Deciphering Probability Inequalities

Probability inequalities are essential in understanding how probabilities of different events compare. In the context of the binomial distribution, these inequalities help us figure out when an event becomes more likely than not. When we compute the ratio
\( p(x+1) / p(x) > 1 \)
, we’re looking for when the probability of having one more success (\( x+1 \)) exceeds the probability of the current number of successes (\( x \)).

The ratio itself simplifies to
\[ \frac{(n - x) \cdot p}{(x+1) \cdot (1 - p)} \]
, which can be used to establish crucial thresholds. For example, in the case of the binomial distribution’s mode, we seek for the range within which this ratio is greater than 1. Solving the inequality tells us that if you have a certain number of successes, adding one more makes the event less likely, as you've exceeded the mode.

Discrete Random Variables and Binomial Distribution

Discrete random variables come into play when we are dealing with events that can be counted, like the number of heads in coin tosses. In a binomial distribution, our discrete random variable 'x' represents the count of successes in 'n' trials, where the trials are independent, and each has the same probability of success 'p'. Understanding discrete random variables is crucial because they allow us to compute various probabilities and to make predictions about the outcomes of certain processes.

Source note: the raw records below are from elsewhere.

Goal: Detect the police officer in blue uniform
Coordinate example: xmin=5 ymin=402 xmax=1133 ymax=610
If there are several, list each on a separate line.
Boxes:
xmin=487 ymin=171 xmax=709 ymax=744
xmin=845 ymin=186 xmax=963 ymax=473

One of the most important characteristics of a discrete random variable is its mode — the value that appears most frequently. Knowing how to determine the mode of a binomial distribution helps us in identifying the most probable number of successes, which can be a vital insight in planning and decision-making processes. The problem solved above illustrates how mathematical concepts like function ratios and inequalities are applied to discover the mode of a discrete random variable within a binomial setting.